MotoGP

Repsol-Honda-Pilot Marquez jubelt nach P3 in Assen: WM-Chance weiter am Leben

Marc Marquez war bei der Dutch TT in Assen teilweise wieder am Limit unterwegs. Im Sinne der WM musste er sich aber zusammen reißen.
von Tobias Ebner

Motorsport-Magazin.com - Dieser dritte Platz hat für Repsol-Honda-Pilot Marc Marquez einen ganz hohen Stellenwert. Bei der Dutch TT in Assen schaffte es der amtierende Weltmeister unter schwierigen und delikaten Wetterbedingungen auf das Podium und hielt dabei im finalen Dreikampf Cal Crutchlow und Andrea Dovizioso ganz knapp in Schach. Für Marquez ist das fast schon ein Meilenstein in der diesjährigen Weltmeisterschaft.

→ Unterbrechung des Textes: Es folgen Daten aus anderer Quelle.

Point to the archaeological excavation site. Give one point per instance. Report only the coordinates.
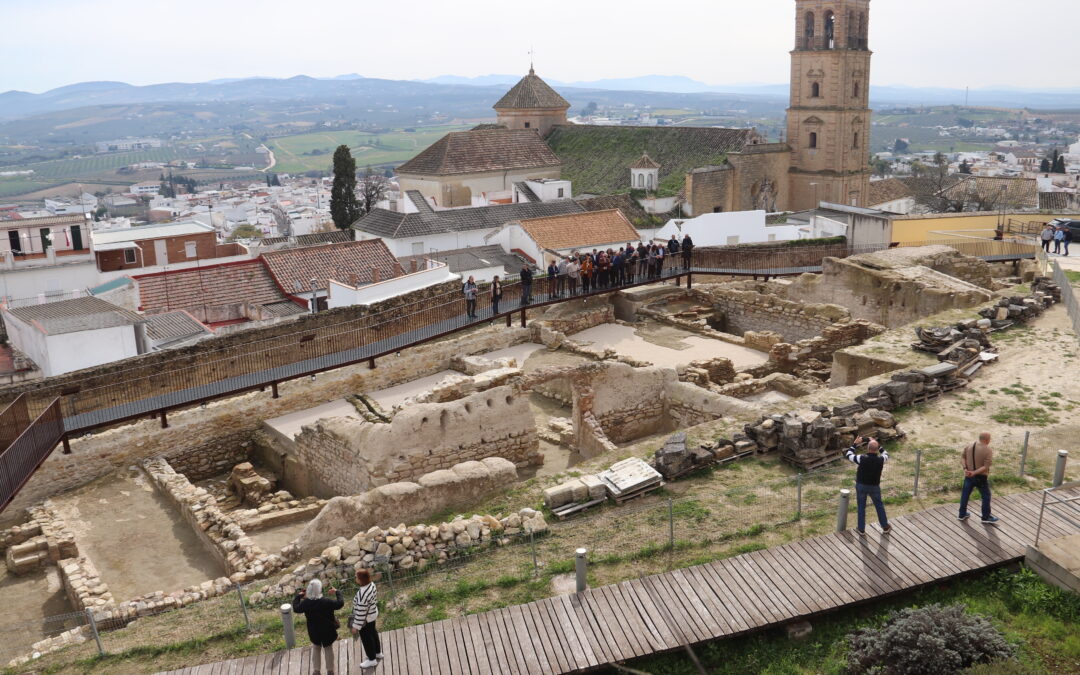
(504, 447)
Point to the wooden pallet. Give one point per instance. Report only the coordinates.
(639, 493)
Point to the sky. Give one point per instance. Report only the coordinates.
(950, 43)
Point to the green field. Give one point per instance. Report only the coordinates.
(293, 152)
(91, 164)
(22, 185)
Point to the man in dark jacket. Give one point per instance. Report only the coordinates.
(868, 482)
(526, 284)
(322, 625)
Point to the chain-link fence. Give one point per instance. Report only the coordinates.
(658, 532)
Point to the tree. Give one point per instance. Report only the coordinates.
(345, 208)
(373, 188)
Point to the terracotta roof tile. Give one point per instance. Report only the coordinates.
(581, 230)
(207, 286)
(295, 268)
(531, 92)
(493, 149)
(645, 162)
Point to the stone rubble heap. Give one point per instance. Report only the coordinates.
(241, 556)
(676, 459)
(1020, 309)
(405, 548)
(809, 439)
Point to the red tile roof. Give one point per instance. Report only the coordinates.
(299, 266)
(207, 286)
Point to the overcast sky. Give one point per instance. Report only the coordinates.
(953, 43)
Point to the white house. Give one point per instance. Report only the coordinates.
(71, 335)
(427, 230)
(736, 227)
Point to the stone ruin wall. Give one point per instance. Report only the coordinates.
(189, 430)
(345, 456)
(387, 505)
(891, 297)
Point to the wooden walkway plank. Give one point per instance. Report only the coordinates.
(584, 631)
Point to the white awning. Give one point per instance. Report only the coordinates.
(116, 245)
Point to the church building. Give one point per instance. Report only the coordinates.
(701, 170)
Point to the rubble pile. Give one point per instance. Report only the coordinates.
(809, 439)
(1018, 309)
(405, 548)
(676, 458)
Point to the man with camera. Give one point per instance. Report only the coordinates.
(868, 481)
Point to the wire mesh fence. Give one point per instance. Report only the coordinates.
(655, 534)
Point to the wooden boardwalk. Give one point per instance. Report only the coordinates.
(590, 630)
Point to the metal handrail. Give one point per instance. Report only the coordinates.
(1050, 491)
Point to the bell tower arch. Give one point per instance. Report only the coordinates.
(828, 121)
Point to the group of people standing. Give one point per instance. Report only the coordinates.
(1060, 235)
(585, 272)
(975, 460)
(611, 268)
(323, 624)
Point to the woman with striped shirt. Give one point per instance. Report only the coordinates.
(365, 610)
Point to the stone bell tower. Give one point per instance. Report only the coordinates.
(828, 121)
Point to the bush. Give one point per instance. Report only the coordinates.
(931, 640)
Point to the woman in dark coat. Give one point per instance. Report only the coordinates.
(322, 624)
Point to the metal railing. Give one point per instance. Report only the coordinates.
(1064, 508)
(25, 454)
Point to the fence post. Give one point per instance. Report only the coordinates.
(1063, 457)
(841, 511)
(532, 544)
(93, 631)
(671, 524)
(918, 468)
(580, 565)
(798, 496)
(243, 606)
(286, 621)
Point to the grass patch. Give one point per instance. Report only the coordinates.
(1036, 617)
(1029, 416)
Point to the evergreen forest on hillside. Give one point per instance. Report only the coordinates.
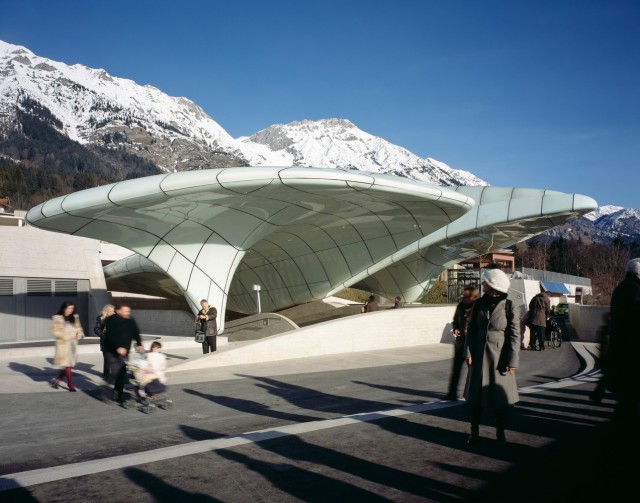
(38, 163)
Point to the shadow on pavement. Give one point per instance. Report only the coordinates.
(303, 484)
(311, 399)
(251, 407)
(163, 492)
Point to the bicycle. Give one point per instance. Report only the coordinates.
(554, 334)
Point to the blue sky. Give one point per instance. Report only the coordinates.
(542, 94)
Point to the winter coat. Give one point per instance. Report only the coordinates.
(209, 326)
(539, 309)
(493, 343)
(120, 333)
(99, 330)
(67, 336)
(622, 360)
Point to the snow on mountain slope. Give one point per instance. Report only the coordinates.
(82, 97)
(337, 143)
(92, 107)
(602, 211)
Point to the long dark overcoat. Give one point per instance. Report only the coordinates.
(493, 342)
(209, 325)
(622, 360)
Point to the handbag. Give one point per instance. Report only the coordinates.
(199, 337)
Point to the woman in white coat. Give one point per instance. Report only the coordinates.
(66, 328)
(492, 351)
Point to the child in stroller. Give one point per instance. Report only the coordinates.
(150, 380)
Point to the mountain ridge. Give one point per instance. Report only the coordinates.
(113, 116)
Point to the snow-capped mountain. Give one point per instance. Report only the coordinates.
(602, 211)
(92, 107)
(605, 224)
(337, 143)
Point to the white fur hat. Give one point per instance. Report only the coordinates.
(634, 266)
(497, 280)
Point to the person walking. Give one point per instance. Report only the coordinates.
(66, 328)
(492, 351)
(460, 322)
(99, 330)
(120, 331)
(622, 361)
(539, 309)
(206, 317)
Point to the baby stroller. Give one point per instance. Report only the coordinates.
(147, 392)
(554, 334)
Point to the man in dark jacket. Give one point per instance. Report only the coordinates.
(539, 307)
(460, 323)
(206, 320)
(621, 373)
(120, 331)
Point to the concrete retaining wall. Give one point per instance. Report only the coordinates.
(363, 332)
(586, 320)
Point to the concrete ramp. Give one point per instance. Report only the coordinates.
(393, 328)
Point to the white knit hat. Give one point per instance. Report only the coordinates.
(497, 280)
(634, 266)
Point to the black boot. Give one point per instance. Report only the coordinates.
(474, 416)
(501, 420)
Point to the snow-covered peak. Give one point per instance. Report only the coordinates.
(338, 143)
(96, 96)
(602, 211)
(93, 107)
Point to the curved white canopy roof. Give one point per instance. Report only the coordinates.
(298, 232)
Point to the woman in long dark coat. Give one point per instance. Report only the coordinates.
(492, 351)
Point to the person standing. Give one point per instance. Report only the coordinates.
(460, 322)
(539, 309)
(99, 330)
(66, 328)
(120, 331)
(206, 317)
(371, 305)
(622, 361)
(492, 351)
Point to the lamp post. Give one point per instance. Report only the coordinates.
(256, 288)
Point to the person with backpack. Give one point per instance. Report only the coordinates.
(492, 351)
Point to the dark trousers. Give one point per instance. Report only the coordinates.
(209, 344)
(456, 370)
(537, 334)
(105, 365)
(117, 374)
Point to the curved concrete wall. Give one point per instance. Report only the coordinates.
(586, 320)
(363, 332)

Das ist eines dieser Rennen, die sehr gefährlich sind. Man kann entweder viele Punkte gutmachen oder alles verlieren.
Marc Marquez

"Als der leichte Regen aufkam, habe ich begonnen, über die WM nachzudenken. Das ist eines dieser Rennen, die sehr gefährlich sind. Man kann entweder viele Punkte gutmachen oder alles verlieren. Ich konnte es mir nicht erlauben, noch mehr Punkte zu verlieren und wollte deshalb versuchen, auf das Podium zu kommen und die 16 Punkte mitzunehmen. Denn so sind meine WM-Chancen weiter am Leben", räumte ein erleichterter Marquez nach dem Rennen ein.

Marquez in Assen mehrfach am Limit

Dabei begann die Dutch TT für Marquez eigentlich noch besser als gedacht. Von Startplatz zwei aus gewann er den Holeshot, wurde aber in Kurve 1 hinein noch von Johann Zarco ausgebremst. Auf dieser zweiten Position hielt sich Marquez rundenlang, auch wenn er schon in der Anfangsphase einen haarigen Moment überstehen musste. In der letzten Schikane hatte er bereits fast die Kontrolle über die Front seiner Repsol Honda verloren und konnte sich gerade noch auf dem Bike und auf Platz zwei halten.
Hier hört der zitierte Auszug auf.